A partir de ella, ir a la escuela de música se volvió una actividad ineludible, e incluso mis padres llegaron a criticar el fervor con que peleaba mi derecho a no faltar a clases, que por cierto no correspondía con mi lento avance en las lecciones de guitarra.
Ella y yo nos convertimos en grandes amigos y pasábamos muchas horas al teléfono, amén del tiempo que convivíamos en la escuela. A pesar de que nunca aceptó ser mi novia —o tal vez por eso—, mi enamoramiento duró casi una década, e incluso varios lustros después, cuando la vida nos llevó a cada uno por distintos rumbos, la seguí evocando como la mujer ideal para mí.
Claro que de todo se puede sacar una lección. La que creí haber aprendido en ese tiempo es que si bien “lo último que se pierde es la esperanza”, hay que tener cuidado de no irse muriendo junto con esa esperanza.

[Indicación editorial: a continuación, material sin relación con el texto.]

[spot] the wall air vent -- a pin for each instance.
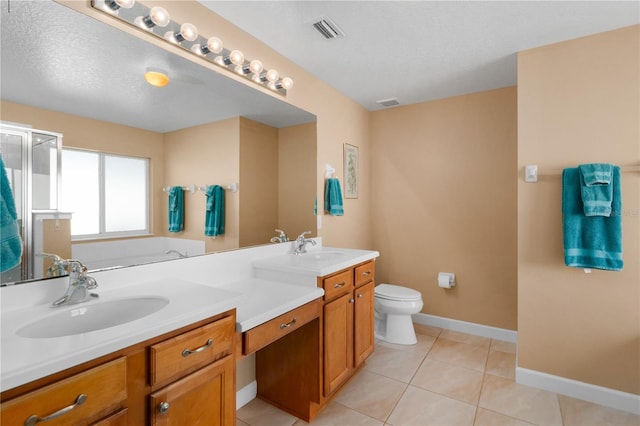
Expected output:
(388, 102)
(328, 28)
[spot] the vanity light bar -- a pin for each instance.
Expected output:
(156, 21)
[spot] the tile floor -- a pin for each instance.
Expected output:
(447, 379)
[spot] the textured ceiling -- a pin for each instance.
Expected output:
(55, 58)
(419, 50)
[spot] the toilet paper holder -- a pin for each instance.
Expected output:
(446, 279)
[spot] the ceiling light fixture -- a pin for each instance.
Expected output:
(214, 45)
(157, 16)
(186, 36)
(156, 78)
(187, 32)
(114, 5)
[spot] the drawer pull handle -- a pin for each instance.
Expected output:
(188, 352)
(32, 420)
(289, 324)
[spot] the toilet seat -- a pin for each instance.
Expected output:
(396, 292)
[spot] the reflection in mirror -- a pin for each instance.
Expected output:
(84, 80)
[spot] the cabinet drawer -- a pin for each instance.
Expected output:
(338, 284)
(104, 389)
(191, 350)
(260, 336)
(365, 273)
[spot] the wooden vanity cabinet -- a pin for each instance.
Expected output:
(194, 374)
(301, 371)
(129, 387)
(348, 323)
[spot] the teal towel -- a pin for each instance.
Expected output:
(214, 215)
(10, 241)
(333, 198)
(591, 241)
(596, 188)
(176, 209)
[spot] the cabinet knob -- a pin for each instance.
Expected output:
(289, 324)
(34, 419)
(187, 352)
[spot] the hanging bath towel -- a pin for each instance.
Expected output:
(596, 185)
(214, 214)
(176, 209)
(10, 241)
(333, 198)
(591, 241)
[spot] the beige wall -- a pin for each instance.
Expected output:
(340, 120)
(445, 181)
(259, 180)
(296, 179)
(86, 133)
(204, 155)
(578, 102)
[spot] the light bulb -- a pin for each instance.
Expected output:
(188, 32)
(126, 4)
(286, 83)
(214, 44)
(256, 66)
(236, 57)
(114, 5)
(272, 75)
(157, 16)
(199, 49)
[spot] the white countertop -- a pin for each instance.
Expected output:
(313, 263)
(26, 359)
(256, 301)
(263, 300)
(213, 290)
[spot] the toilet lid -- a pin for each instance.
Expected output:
(396, 292)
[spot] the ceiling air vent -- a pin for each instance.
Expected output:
(328, 28)
(388, 102)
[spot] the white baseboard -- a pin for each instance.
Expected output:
(587, 392)
(466, 327)
(246, 394)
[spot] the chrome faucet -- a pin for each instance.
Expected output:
(301, 242)
(282, 238)
(180, 255)
(79, 285)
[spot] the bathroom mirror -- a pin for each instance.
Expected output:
(57, 59)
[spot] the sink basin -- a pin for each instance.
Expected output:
(92, 317)
(320, 256)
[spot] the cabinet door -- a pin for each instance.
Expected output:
(205, 398)
(338, 342)
(363, 323)
(116, 419)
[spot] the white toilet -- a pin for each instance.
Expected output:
(394, 306)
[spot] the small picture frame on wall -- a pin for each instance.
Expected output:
(350, 171)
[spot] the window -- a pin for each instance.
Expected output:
(107, 194)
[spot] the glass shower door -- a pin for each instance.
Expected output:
(13, 155)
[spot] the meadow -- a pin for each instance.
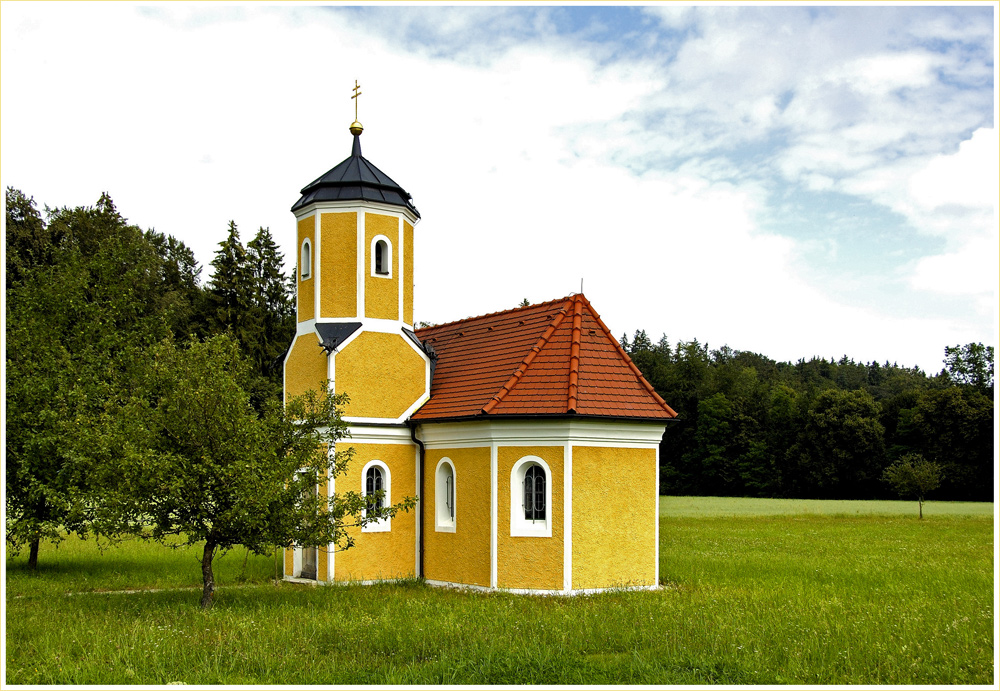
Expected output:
(755, 592)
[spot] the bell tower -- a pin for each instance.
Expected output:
(354, 298)
(354, 306)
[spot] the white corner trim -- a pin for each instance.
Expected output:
(568, 517)
(493, 515)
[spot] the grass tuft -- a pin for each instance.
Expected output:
(758, 592)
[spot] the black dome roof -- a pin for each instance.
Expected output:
(355, 178)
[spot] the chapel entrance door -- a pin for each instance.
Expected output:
(309, 562)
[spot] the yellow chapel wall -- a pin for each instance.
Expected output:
(464, 555)
(382, 555)
(614, 517)
(381, 373)
(381, 293)
(306, 367)
(339, 273)
(530, 562)
(306, 288)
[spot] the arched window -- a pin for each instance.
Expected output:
(530, 498)
(534, 494)
(305, 262)
(381, 257)
(375, 486)
(444, 496)
(374, 483)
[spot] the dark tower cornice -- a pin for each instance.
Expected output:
(355, 179)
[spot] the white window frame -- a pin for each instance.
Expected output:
(384, 525)
(386, 260)
(306, 257)
(443, 522)
(519, 527)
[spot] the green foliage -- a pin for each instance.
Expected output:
(971, 365)
(832, 593)
(184, 453)
(750, 426)
(913, 476)
(250, 297)
(86, 289)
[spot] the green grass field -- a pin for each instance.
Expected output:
(758, 592)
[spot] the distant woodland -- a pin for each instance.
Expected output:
(84, 288)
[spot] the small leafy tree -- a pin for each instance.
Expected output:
(913, 475)
(82, 288)
(187, 454)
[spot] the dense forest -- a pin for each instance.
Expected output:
(88, 293)
(750, 426)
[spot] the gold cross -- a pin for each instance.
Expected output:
(357, 92)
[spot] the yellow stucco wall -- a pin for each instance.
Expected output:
(307, 288)
(339, 272)
(462, 556)
(382, 374)
(381, 294)
(389, 554)
(614, 517)
(529, 562)
(407, 273)
(306, 366)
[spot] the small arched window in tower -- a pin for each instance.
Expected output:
(305, 262)
(534, 494)
(382, 258)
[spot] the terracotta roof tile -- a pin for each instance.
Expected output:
(554, 358)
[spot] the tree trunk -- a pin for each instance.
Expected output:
(33, 555)
(206, 575)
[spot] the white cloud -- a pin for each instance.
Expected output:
(516, 152)
(965, 178)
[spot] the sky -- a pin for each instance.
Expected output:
(796, 181)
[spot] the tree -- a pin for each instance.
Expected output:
(87, 289)
(250, 297)
(971, 365)
(913, 476)
(185, 453)
(841, 447)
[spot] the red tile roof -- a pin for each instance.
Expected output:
(554, 358)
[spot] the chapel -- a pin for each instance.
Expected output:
(528, 436)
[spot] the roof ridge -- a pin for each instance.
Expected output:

A partir de ese amor frustrado empecé a medir con cuidado los riesgos que corría en mis distintos proyectos, pues temía volver a entrarle a una batalla perdida, salir lastimado y con el orgullo roto.
Claro que mis resultados —en cualquier arena— eran tibios. Por suerte en algún momento descubrí que si haces las cosas con ímpetu, en ocasiones puedes llegar más lejos de lo esperado, y que si bien no puedes ganar todas las batallas de tu vida, hay veces en que a gracias a la pasión y el coraje puedes remontar los vientos en contra y hacerte de triunfos que supuestamente no eran para ti.
El tiempo siguió pasando, comenzó a llegarme eso que llamamos madurez y que no es otra cosa que la capacidad de analizar la vida con mayor frialdad y a partir de las experiencias aprendidas.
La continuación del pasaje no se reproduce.